Eight different herpes viruses are known to date in humans. They all settle down permanently in the body after an acute infection. Under certain circumstances, they wake up from this naive phase, multiply and attack other cells. This reactivation is often associated with symptoms, such as stale cold sores or shingles.
Most herpesviruses have learned to use small RNA molecules, so-called microRNAs, to reprogram their host cells to their advantage. In the journal Nature, researchers demonstrate the previously unknown cellular mechanism by which human herpesvirus 6 (HHV-6) awakens.
Problems after reactivation of the virus
HHV-6 is thought to be infected by more than 90% of people without seeing it. It is unlikely that the virus will cause problems only when it wakes up repeatedly.
HHV-6 reactivation is suspected to be ineffective in regulating heart function, causing transplanted organs to be rejected, and triggering diseases such as multiple sclerosis or chronic fatigue syndrome (ME/CFS). Other factors are also suggested that this herpesvirus may be involved in the development of schizophrenia, bipolar disorder, and other disorders of the nervous system.

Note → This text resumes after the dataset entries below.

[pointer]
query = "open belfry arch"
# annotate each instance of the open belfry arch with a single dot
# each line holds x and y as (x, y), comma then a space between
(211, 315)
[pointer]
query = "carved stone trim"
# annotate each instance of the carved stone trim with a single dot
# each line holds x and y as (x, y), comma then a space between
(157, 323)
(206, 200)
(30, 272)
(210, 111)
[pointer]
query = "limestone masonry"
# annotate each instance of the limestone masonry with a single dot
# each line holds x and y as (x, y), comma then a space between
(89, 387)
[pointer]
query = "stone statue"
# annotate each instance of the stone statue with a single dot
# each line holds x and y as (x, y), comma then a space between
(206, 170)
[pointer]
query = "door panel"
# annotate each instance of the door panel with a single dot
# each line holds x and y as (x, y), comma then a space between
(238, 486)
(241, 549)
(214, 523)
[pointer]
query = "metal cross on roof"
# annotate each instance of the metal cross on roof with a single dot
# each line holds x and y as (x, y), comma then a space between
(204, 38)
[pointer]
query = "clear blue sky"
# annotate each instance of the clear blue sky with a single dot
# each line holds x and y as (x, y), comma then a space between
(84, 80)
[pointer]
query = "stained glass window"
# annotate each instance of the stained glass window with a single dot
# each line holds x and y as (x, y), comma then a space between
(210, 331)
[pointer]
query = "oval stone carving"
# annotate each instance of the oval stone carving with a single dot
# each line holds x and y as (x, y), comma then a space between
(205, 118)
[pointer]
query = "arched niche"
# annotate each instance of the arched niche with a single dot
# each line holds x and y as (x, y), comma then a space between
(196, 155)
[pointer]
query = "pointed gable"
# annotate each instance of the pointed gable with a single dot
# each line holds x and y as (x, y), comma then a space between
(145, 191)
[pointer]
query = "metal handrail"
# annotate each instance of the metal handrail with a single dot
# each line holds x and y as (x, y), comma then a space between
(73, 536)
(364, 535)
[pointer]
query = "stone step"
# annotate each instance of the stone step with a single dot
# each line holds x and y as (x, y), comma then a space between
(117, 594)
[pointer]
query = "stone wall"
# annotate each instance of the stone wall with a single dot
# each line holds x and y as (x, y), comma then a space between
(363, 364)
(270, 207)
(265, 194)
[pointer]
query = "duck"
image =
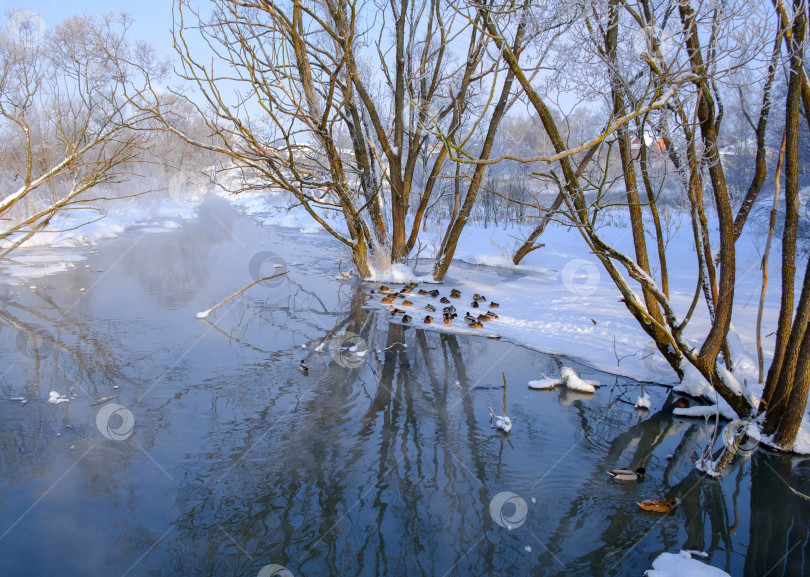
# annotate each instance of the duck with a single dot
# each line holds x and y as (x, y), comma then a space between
(625, 474)
(658, 506)
(502, 422)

"How herpesviruses react from a dormant state is the central issue," says a JMU virologist. "If we understand this, we know how to intervene therapeutically." "It is the reactivation of HHV-6, according to the previously unknown key.

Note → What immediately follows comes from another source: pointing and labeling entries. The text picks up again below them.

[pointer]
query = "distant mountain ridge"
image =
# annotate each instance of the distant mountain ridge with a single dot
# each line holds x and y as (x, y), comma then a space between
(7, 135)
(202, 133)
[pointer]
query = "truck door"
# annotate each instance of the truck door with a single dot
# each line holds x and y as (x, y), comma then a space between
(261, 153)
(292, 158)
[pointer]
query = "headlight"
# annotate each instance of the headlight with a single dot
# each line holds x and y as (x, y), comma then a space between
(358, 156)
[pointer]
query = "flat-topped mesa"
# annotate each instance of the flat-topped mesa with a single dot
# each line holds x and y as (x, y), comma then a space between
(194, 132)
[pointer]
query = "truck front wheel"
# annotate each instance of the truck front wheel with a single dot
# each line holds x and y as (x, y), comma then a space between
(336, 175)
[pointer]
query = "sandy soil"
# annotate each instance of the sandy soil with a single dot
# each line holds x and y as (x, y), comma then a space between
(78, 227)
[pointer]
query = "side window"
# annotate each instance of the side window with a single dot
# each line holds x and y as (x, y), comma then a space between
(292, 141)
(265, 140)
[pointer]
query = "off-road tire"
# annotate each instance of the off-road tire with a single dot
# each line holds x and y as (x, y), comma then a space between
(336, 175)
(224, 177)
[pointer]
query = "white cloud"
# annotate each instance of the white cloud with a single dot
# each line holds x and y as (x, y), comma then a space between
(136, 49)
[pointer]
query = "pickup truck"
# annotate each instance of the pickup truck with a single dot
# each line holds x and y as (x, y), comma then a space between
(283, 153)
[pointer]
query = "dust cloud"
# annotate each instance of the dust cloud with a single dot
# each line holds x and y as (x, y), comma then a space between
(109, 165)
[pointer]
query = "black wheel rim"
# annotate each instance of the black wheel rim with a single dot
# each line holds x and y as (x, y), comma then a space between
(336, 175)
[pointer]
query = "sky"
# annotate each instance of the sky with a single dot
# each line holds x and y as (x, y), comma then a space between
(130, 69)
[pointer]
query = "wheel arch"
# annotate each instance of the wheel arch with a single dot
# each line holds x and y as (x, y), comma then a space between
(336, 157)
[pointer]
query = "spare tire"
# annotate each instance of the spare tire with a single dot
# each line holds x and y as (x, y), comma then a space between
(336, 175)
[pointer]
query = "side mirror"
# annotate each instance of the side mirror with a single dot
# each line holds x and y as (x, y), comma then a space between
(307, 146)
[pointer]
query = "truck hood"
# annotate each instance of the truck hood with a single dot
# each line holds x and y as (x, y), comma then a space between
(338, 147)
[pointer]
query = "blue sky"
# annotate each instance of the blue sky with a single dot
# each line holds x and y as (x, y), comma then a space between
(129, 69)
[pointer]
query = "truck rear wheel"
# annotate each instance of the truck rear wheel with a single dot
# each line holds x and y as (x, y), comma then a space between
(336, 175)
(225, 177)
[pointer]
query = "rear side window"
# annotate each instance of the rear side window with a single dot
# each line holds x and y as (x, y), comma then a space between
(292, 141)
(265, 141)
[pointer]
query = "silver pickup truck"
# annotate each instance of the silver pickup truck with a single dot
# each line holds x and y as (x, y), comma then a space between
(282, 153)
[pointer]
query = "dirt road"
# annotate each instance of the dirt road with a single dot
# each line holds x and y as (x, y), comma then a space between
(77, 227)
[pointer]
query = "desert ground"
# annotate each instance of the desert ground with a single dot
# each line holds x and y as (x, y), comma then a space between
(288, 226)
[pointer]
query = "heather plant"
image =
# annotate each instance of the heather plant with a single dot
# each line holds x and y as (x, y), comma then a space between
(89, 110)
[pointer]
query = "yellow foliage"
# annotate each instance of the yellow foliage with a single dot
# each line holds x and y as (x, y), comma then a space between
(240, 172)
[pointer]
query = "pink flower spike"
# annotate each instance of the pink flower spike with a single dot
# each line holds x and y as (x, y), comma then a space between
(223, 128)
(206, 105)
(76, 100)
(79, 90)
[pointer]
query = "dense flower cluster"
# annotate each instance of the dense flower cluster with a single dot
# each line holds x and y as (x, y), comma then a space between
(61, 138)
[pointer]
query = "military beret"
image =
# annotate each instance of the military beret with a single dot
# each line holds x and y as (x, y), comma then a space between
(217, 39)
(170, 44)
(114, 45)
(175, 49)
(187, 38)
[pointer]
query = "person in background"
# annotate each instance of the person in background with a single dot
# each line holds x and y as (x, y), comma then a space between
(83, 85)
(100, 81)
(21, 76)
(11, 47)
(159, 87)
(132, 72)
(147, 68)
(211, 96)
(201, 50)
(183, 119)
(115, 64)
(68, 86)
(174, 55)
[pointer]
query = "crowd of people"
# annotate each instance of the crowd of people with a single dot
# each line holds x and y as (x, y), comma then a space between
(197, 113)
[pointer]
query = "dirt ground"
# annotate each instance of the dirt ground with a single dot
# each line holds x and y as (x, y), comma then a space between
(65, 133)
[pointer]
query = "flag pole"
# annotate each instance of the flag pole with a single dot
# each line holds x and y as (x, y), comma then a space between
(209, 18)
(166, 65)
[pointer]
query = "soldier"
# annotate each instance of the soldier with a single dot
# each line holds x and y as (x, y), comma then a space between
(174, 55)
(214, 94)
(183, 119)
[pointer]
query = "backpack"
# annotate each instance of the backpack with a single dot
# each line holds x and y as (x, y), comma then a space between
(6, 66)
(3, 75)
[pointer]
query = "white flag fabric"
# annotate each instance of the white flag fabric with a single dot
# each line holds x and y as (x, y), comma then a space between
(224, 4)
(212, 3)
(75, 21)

What the microRNA does in the cell
The regulatory miR-aU14 comes from the virus itself. As soon as it is expressed, it interferes with human microRNA metabolism. In doing so, it selectively interferes with the maturation of several important cellular microRNAs of the miR-30 family. This in turn affects a cellular signaling pathway, the so-called miR-30 / p53 / Drp1 axis.

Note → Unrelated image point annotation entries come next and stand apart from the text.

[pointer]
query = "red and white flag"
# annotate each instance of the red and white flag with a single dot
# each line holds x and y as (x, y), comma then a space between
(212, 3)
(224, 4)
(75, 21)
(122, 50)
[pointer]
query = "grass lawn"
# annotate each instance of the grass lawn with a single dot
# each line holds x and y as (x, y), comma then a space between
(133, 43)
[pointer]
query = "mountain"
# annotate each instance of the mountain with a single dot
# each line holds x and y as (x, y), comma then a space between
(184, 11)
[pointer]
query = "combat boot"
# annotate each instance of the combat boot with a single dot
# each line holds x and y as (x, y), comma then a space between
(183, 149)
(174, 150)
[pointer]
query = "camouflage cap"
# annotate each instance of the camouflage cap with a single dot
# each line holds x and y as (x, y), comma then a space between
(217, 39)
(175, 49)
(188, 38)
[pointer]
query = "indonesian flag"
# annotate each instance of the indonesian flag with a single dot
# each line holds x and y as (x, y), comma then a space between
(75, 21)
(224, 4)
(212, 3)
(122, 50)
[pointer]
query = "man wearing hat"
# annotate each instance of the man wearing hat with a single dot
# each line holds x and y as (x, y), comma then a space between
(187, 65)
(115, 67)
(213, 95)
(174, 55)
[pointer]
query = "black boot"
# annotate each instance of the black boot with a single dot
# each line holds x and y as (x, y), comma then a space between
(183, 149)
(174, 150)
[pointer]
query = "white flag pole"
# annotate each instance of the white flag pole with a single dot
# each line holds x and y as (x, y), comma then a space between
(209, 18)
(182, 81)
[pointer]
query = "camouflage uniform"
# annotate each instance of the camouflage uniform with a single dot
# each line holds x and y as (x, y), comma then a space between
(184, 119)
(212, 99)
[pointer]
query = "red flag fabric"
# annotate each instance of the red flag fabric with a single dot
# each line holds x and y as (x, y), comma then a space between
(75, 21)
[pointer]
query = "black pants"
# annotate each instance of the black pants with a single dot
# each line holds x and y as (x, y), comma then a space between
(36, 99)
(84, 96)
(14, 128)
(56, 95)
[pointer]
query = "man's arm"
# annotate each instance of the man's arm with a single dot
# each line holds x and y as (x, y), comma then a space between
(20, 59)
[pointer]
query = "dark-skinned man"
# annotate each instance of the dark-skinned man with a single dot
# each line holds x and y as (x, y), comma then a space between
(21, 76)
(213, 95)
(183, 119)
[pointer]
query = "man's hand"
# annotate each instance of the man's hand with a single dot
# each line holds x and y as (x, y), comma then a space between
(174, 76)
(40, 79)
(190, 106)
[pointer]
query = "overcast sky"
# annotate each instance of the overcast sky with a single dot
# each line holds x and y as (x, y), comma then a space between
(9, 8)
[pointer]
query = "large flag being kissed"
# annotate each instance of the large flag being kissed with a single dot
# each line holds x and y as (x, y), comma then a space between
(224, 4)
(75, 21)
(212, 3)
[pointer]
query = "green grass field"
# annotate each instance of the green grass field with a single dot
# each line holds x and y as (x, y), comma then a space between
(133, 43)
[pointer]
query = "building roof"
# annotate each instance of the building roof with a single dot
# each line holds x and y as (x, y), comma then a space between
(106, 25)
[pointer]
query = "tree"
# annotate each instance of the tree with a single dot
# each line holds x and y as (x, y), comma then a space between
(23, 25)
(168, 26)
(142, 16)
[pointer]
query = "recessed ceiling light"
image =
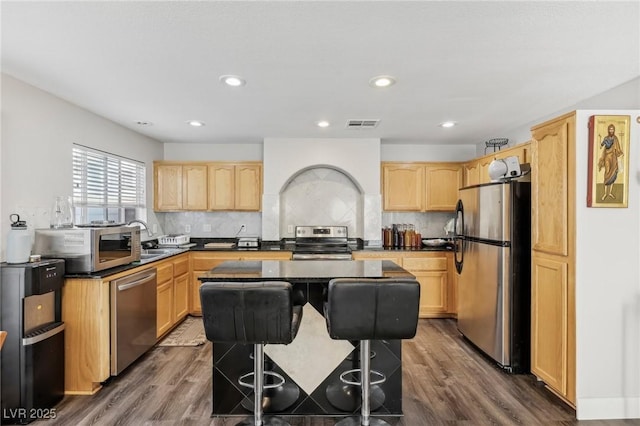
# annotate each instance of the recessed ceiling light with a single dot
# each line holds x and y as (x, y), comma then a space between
(382, 81)
(232, 80)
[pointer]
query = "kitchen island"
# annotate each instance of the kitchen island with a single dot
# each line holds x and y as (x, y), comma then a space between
(313, 362)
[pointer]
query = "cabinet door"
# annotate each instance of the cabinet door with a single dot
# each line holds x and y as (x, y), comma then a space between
(375, 255)
(550, 197)
(431, 271)
(549, 322)
(442, 184)
(433, 293)
(168, 187)
(402, 186)
(194, 187)
(164, 316)
(180, 297)
(221, 187)
(248, 187)
(483, 169)
(471, 173)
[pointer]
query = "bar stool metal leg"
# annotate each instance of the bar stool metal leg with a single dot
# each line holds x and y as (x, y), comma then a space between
(258, 385)
(365, 379)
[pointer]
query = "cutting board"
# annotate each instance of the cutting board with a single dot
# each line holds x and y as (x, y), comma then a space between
(219, 245)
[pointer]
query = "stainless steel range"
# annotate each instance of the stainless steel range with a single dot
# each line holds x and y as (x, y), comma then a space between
(321, 243)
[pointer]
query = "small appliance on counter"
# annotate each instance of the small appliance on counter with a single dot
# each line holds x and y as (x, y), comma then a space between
(18, 241)
(248, 242)
(89, 249)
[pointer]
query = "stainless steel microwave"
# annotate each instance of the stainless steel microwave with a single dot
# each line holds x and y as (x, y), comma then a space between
(88, 250)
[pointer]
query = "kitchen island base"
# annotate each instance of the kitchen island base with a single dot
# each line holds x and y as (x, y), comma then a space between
(313, 362)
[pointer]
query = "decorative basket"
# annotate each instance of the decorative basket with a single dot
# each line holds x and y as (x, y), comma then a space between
(495, 143)
(173, 240)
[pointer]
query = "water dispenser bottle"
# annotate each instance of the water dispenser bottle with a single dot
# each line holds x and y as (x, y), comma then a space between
(61, 213)
(18, 241)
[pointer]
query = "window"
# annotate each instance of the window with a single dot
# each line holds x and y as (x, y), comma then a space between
(107, 187)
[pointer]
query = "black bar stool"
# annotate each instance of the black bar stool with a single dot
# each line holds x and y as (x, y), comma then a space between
(365, 310)
(252, 313)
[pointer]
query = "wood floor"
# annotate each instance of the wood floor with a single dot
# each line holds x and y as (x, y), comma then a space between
(445, 382)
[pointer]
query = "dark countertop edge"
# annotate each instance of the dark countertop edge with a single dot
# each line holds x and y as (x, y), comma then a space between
(265, 246)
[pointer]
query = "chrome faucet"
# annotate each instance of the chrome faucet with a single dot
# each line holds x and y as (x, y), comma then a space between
(142, 222)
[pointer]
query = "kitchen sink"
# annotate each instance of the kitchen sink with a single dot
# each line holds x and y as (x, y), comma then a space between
(149, 255)
(156, 252)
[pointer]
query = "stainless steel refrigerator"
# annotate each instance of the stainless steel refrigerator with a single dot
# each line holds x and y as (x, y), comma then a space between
(493, 260)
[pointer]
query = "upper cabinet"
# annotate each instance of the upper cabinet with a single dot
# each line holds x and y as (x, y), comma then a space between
(476, 171)
(195, 186)
(179, 187)
(442, 181)
(553, 289)
(402, 186)
(235, 186)
(420, 186)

The viral miR-aU14 stimulates mitochondrial fragmentation. These cell structures are of paramount importance for energy production, but also for signal transmissions in the defense against viruses.
The viral miR-aU14 interferes with the production of type I interferons messenger substances with which the cell signals the presence of viruses to the immune system. However, the herpesvirus is able to transition from a dormant to an active state, triggering the reactivation of the virus.
How the research continues
The researchers are now attempting to understand the exact mechanism by which the viral microRNA initiates the reactivation of the virus. Moreover, there are first indications that other herpesviruses may be reactivated via the same mechanism. This might further reveal therapeutic strategies to either prevent the reactivation of these viruses or to specifically trigger it in order to then eliminate the reactivating cells.
For the first time, this research from Wurzburg shows that a microRNA can directly control the maturation process of other microRNAs. This also opens new therapeutic possibilities: Artificial small RNAs can be customized to specifically distinguish between individual members of microRNA families. This was previously impossible.